I am particularly interested in three items that appear on the agenda and are sure to be covered during the day long briefing.

  1. Infrastructure.  The U.S. in general has an infrastructure that is coming eerily close to making us uncompetitive versus other developed and emerging nations. In cities, the problem is magnified. The federal government, and to a similar degree the states, have shunned infrastructure spending in recent decades making the product both outdated and poorly maintained. Advancements in infrastructure (transportation, water and sewer, broadband deployment, higher education, etc) are needed to advance innovation and create new opportunities for growth.
  2. Transportation. A division of infrastructure but important enough on its own, transportation systems in U.S. cities are in dire need of funding and innovation. Big cities especially face problems when transportation systems are not modernized. I believe that federal involvement in transportation is one of the key leverage points that the President and Congress have in creating jobs and driving the economy. I was in Chicago a few weeks back and heard the President’s former Chief of Staff Rahm Emanuel, now Mayor of Chicago, say this about government’s role in creating jobs, “I don’t create jobs, I create the environment where jobs can grow.” I agree with the mayor, and transportation improvements have much to do with creating that positive environment.
  3. Immigration.
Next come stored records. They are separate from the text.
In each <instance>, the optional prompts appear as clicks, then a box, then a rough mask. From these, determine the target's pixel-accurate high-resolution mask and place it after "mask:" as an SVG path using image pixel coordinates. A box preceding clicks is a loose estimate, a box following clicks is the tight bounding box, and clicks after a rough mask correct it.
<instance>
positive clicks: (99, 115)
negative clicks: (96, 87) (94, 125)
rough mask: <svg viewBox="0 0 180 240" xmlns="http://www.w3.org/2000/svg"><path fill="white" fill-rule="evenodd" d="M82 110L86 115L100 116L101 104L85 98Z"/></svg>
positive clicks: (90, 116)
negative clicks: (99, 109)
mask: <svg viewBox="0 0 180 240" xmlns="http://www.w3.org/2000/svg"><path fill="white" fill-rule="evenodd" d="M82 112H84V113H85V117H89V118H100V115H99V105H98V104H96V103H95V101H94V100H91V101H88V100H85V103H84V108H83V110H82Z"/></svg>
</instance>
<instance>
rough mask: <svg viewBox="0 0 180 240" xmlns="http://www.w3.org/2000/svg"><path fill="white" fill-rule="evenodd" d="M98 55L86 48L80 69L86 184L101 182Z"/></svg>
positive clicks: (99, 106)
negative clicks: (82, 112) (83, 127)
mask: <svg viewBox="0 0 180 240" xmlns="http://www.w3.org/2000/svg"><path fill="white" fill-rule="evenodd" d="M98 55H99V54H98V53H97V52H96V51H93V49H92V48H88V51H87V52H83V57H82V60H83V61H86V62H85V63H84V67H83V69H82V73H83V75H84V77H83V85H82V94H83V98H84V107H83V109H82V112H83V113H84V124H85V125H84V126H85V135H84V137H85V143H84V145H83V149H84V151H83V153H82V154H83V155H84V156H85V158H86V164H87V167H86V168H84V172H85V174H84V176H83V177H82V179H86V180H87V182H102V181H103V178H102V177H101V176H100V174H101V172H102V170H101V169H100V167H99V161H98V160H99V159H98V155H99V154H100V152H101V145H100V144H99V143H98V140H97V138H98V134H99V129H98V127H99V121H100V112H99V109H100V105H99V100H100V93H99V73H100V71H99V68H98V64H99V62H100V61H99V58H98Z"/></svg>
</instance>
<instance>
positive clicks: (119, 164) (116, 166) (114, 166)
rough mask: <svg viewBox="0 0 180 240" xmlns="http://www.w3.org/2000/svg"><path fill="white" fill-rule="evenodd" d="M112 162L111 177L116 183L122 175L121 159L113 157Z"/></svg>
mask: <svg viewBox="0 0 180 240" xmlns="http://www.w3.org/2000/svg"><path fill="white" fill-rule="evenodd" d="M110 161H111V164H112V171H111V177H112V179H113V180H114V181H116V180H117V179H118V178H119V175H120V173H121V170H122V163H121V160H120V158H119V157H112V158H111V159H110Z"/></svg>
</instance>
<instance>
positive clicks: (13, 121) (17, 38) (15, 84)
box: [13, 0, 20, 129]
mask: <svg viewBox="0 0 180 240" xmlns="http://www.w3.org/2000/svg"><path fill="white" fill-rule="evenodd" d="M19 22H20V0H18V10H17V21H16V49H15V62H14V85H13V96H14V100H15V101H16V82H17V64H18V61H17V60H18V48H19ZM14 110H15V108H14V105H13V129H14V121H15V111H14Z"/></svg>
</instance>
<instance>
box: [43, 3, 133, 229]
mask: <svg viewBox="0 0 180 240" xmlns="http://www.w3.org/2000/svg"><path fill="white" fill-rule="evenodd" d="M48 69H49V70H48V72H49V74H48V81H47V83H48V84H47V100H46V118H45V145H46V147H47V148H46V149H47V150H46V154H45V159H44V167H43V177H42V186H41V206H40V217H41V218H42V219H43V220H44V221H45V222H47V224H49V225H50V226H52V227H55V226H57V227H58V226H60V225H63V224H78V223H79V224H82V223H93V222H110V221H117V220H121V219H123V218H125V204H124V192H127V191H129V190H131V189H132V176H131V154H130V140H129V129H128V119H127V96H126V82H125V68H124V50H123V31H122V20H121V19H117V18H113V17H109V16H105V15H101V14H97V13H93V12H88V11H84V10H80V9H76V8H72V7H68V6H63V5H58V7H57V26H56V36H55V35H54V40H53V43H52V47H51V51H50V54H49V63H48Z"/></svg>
Some people think that because immigration issues are constantly in the news that we are actually having an immigration debate in this country. They would be wrong. We are not. Our national discussion is focused almost entirely on the border issue between Mexico and its border states with a dose of homeland security thrown in for good measure. Meanwhile, we have multi-national corporations leaving the U.S. because our laws make it too difficult to bring talented immigrants to work in their companies and our largest cities, long a landing place for immigrants, are losing population and becoming less competitive without an influx of innovation that immigrant populations usually bring with them. We need to enact appropriate legislation that allows for the U.S. to fully engage in the global economy. The Mexico issue is important and homeland security is essential, but we need reforms that allow this country to remain the principle destination for talented people from around the world.

Failing any progress on the preceding items, I hope to get a picture with the President because my six-year-old still thinks (with a shout out to Ron Burgundy) that “I’m a pretty big deal.” I figure that even with a picture with President Obama that I’ve only got a few years left before he figures out otherwise, so I am going to savor the time until then.